Wednesday, March 19, 2014

State Monitors River Conditions for Potential Flooding

The following is from the Nebraska Emergency Management Agency
State Monitors River Conditions for Potential Flooding

(Lincoln, Neb.) Potential for 2014 flooding is currently being monitored by the Nebraska Emergency Management Agency (NEMA) and its partner state agencies. As mountain snowpack begins to melt, potential flooding could occur. NEMA is gathering information and aggressively monitoring conditions to identify and ready potential flood response resources, if needed.

“The historic flooding of 2011 caused significant damage to homes, farms, ranches, businesses and infrastructure,” said Gov. Dave Heineman. “After that flooding, I invited Governors from the basin states directly affected by the Missouri River flooding to discuss the impact of flooding. As a result of our meetings, we reached a consensus that flood control must be the highest priority of the U.S. Army Corps of Engineers in the operation of the Missouri River Mainstem Reservoir System.”

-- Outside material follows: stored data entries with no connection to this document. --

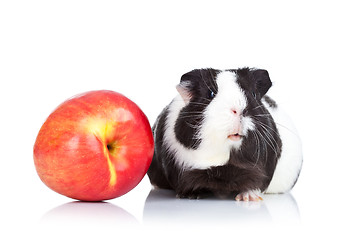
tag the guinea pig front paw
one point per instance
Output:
(251, 195)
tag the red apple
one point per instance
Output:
(94, 146)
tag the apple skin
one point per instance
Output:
(95, 146)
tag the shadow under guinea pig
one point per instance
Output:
(162, 207)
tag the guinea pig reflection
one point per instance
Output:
(162, 208)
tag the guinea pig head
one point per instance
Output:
(217, 104)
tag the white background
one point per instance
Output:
(52, 50)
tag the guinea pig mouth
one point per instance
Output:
(235, 137)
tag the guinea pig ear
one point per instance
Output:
(183, 89)
(263, 82)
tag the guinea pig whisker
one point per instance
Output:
(256, 149)
(272, 142)
(287, 128)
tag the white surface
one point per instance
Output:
(52, 50)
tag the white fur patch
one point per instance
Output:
(220, 121)
(289, 164)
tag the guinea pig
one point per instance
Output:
(222, 135)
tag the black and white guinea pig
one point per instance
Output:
(222, 135)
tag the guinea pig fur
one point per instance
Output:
(222, 135)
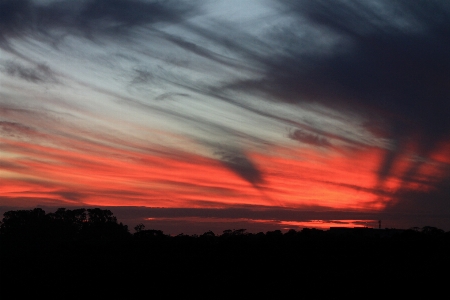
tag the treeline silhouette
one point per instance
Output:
(85, 246)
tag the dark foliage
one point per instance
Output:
(89, 248)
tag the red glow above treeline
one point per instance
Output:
(95, 174)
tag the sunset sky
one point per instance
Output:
(196, 115)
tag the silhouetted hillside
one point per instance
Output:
(85, 247)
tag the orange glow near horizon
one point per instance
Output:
(303, 177)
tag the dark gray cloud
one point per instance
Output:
(386, 61)
(308, 138)
(40, 73)
(14, 129)
(240, 164)
(88, 18)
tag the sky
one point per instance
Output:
(190, 116)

“The U.S. Army Corps of Engineers has notified us that the storage capacity in the reservoirs is greater than normal,” said Earl Imler, response and recovery section manager, NEMA. “The upper three reservoirs in the Missouri River Mainstem Reservoir System remain 5 to 11 feet below target levels according to the Corps. With this additional space available, the Corps advises that flooding like 2011 is unlikely. Localized weather events could increase the chance for flooding, and we will continue to monitor the river and weather conditions.”

The U.S. Army Corps of Engineers has scheduled six public meetings in the Missouri River Basin to provide information and updates on current Missouri River Basin conditions. For Nebraska residents, the two closest meetings are:
·         April 8, 7:00 p.m. (CDT), Lewis and Clark Center, 100 Valmont Drive, Nebraska City
·         April 9, 11:00 a.m. (CDT), Capitol Lake Visitor Center, 650 E. Capitol Ave., Pierre, S.D.

Gov. Heineman has instructed NEMA to continue to do risk assessments on the potential for flooding and to be ready to respond, if necessary.